Он посмотрел на нее в упор, и она задрожала.
- Давайте прекратим этот разговор, - сказала она поспешно, - лучше...
Каупервуд положил руку на спинку ее кресла, - он почти касался ее
плеча.
- Рита, - сказал он, снова называя ее по имени, - вы изумительная
женщина!
- О! - произнесла она чуть слышно.
Прошло дней десять, прежде чем Каупервуд снова увидел Риту. Как-то раз,
под вечер, Эйлин заехала за ним в контору в новом экипаже, захватив по
пути Сольбергов, чтобы ехать вместе кататься. Эйлин правила, и Гарольд
сидел рядом с ней впереди, Каупервуду же с Ритой были предоставлены места
на заднем сиденье. Ей даже в голову не приходило, что Каупервуду нравится
миссис Сольберг, - так осторожно он себя вел. К тому же Эйлин не
сомневалась в своем превосходстве над Ритой: как же, ведь она и красивее и
лучше одевается, а следовательно - Рите и думать нечего равняться с ней.
Она не подозревала, какой притягательной силой обладала миссис Сольберг в
глазах Каупервуда, - при всей его деловитости и кажущейся прозаичности,
под внешностью уравновешенного, положительного человека у него скрывалось
немало внутреннего огня и даже романтики.

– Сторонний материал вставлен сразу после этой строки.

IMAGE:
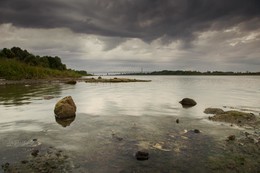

- Чудесно, - сказал Каупервуд, опускаясь на мягкое сиденье рядом с
Ритой. - Какой прекрасный вечер! И что за прелестная соломенная шляпка с
розами и как ока идет к вашему платью! - Розы были красные, платье белое,
с пропущенной сквозь мережку узенькой зеленой лентой. Рита прекрасно
понимала, отчего Каупервуд в таком приподнятом настроении. Как он не похож
на Гарольда, какой он сильный, жизнерадостный, ловкий! Гарольд - тот целый
день сегодня проклинал судьбу, жизнь, преследующие его неудачи.
- Я бы на твоем месте не жаловалась, - заметила она язвительно. - Надо
только больше работать и меньше бесноваться.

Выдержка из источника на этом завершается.